This is a passage from the introduction of Sarah Banet-Weiser’s Authentic™ (2012). I agree that we should “discard as false the simple opposition between the authentic and the inauthentic” and not only because the definitions of these terms entirely depend on each other.
What I think that paragraph underplays is that “authenticity” as it’s understood within consumer culture is internal to that culture and not the trace of a way of life that preceded it, something off which consumer culture and brands are parasitically leeching. Authenticity as we understand it is a product of consumer culture, even though it is deployed to try to evoke the life untouched by commercialization.
If “authenticity” evokes “spaces in our lives driven by genuine affect and emotions,” it is because the term works to fashion such spaces as commercial properties. “Authenticity” is that structuring process; it’s not a measure of the degree to which something eludes commercialization. “Authentic” things are not those that evade branding; in fact, only brands can be “authentic.” Authenticity-inauthenticity is fundamentally a continuum that can only be applied to brands. When we examine our own “authenticity,” we are thinking of ourselves in terms of our personal brand. If you are concerned about being authentic, you are concerned about your brand — not about how to escape the impact of branding on your self-concept.

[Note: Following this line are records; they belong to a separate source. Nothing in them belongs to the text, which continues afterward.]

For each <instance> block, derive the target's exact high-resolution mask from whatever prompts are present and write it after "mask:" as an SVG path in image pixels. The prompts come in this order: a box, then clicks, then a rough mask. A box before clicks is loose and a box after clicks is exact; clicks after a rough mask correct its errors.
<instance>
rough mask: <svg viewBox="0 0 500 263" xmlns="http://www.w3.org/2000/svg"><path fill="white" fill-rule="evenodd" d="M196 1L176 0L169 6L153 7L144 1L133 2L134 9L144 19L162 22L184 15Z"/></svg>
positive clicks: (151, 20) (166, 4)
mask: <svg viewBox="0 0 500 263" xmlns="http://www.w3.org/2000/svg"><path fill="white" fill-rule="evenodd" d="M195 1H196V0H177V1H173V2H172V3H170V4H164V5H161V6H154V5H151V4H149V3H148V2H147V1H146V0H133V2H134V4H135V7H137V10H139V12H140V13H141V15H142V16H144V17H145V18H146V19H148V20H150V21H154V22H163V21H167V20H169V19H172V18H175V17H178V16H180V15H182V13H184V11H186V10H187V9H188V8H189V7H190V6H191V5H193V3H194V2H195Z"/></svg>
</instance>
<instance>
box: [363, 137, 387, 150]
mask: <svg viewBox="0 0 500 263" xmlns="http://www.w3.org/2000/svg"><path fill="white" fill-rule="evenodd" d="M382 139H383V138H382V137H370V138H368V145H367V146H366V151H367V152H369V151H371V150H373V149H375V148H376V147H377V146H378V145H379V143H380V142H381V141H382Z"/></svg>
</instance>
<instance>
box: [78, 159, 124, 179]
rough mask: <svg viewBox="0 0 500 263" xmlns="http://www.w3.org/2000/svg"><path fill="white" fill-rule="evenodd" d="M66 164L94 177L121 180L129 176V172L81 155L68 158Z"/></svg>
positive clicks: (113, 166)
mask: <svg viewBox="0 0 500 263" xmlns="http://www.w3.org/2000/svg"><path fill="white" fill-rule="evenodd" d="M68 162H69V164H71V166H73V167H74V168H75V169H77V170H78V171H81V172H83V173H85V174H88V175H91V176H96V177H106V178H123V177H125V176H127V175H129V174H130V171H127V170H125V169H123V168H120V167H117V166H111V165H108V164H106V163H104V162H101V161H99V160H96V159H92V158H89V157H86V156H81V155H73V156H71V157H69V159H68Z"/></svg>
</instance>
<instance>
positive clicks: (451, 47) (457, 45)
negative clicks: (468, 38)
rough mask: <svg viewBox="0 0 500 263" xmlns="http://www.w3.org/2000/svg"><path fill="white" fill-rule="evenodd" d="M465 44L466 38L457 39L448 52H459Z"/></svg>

“Authenticity” is commercialized nostalgia for that way of life that was articulated by a different set of economic relations: precapitalistic, or pre-massified, or pre-globalized — whatever word you want to use to describe how it seemed when you were nine years old, when things were “real” (because you were too immature to understand how they became that way, and how the world as given was both mutable and the product of human decisions).
In other words, authenticity doesn’t describe what we’ve lost through the relentless and implacable advances consumer culture; it is how that consumer culture structures how the past is to be consumed in the present moment. “Authenticity” articulates contemporary consumerist values as if they were really external to consumerism, and could ground it, give it transcendental meaning: you really can consume your way into being real!

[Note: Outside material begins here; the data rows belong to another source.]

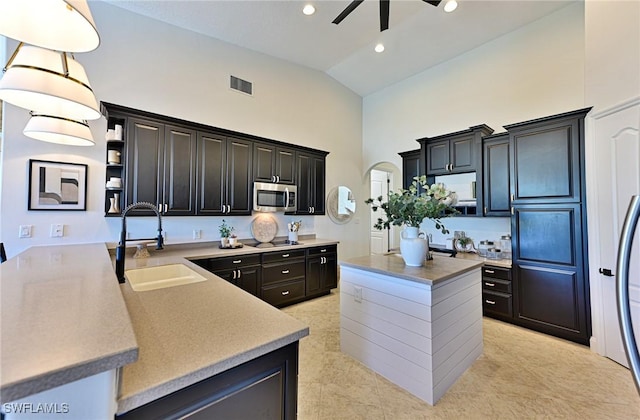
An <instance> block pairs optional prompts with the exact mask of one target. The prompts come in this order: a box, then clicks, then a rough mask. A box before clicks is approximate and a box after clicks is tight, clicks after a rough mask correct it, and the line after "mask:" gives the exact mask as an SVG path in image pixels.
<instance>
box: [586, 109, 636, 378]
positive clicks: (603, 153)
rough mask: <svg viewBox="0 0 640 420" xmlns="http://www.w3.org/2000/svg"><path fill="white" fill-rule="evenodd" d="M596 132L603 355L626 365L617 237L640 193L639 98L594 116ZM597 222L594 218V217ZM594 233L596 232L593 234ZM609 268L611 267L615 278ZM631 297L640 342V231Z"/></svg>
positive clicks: (596, 177)
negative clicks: (619, 321) (615, 270)
mask: <svg viewBox="0 0 640 420" xmlns="http://www.w3.org/2000/svg"><path fill="white" fill-rule="evenodd" d="M592 121H593V122H592V126H593V128H592V129H593V130H594V133H593V134H594V137H593V138H594V149H593V150H594V159H595V162H594V166H595V168H594V173H595V188H596V194H595V195H591V197H592V200H593V201H592V202H590V203H587V211H594V210H595V211H596V215H597V219H596V220H595V221H594V223H595V225H596V229H597V232H594V233H595V235H594V237H595V238H598V240H597V243H594V242H593V241H590V242H589V246H590V247H596V250H592V251H595V253H594V254H595V255H597V256H599V261H595V263H596V264H597V265H599V267H591V268H590V274H591V276H592V278H593V276H594V275H595V276H598V279H597V280H598V281H599V282H600V285H601V289H600V290H601V292H602V321H603V322H602V323H603V335H604V355H605V356H606V357H608V358H610V359H612V360H615V361H616V362H618V363H620V364H622V365H624V366H627V367H628V363H627V358H626V355H625V352H624V348H623V345H622V338H621V334H620V327H619V324H618V313H617V303H616V278H615V270H616V259H617V253H618V241H619V238H620V232H621V230H622V224H623V223H624V218H625V214H626V212H627V207H628V205H629V201H630V199H631V196H632V195H638V194H640V133H639V129H640V99H638V100H637V101H632V102H630V103H627V104H626V105H625V106H621V107H620V108H618V109H615V110H612V111H611V112H607V113H601V114H597V115H595V116H594V118H593V120H592ZM592 220H593V219H592ZM589 236H590V237H592V236H591V235H589ZM606 270H610V271H611V273H612V274H613V276H610V275H609V273H607V272H606ZM629 296H630V305H631V316H632V320H633V330H634V333H635V336H636V341H640V234H638V232H636V236H635V240H634V246H633V251H632V258H631V262H630V265H629Z"/></svg>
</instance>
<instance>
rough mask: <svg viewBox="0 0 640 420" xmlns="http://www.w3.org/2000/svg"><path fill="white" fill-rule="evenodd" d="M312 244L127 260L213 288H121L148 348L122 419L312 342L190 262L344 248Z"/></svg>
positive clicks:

But authenticity and inauthenticity are both internal to the system of branding and commercialized communication. When something is “authentic” it is certainly not “outside of mere consumer culture”; it is instead the apotheosis of that culture.
Trying to be “authentic” is to pursue an apolitical, individualistic solution to an intrinsically political question. To short-circuit this logic, one might begin by acknowledging that the affect and emotion generated by brands is as “genuine” as any other feeling. The extent to which “we need to believe” otherwise is the extent to which that “belief” precludes itself from becoming real. Letting consumer culture sell you a commodified sense of your immunity to consumer culture does not dismantle that culture.
Built into that paragraph from Banet-Weiser above is the assumption that most people think “real feelings” are inherently anti-commercial or anticapitalist, but it may be that commercialization and measurable profit, in the kind of society to which we have been habituated, makes feelings feel more substantial, more shared, more real. Brands are “authentic” because they are valuable, profitable, popular, viral, etc. Many of us feel validated by the same sorts of things: we are more “real” when we get more likes. It is insufficient to think this is simply mass inauthenticity.
It is not a political solution to insist on the pursuit of “real feelings.” That tends to lead to authenticity being used to disenfranchise those deemed “inauthentic” — that is, those who lack the means to insist on the standards that favor themselves.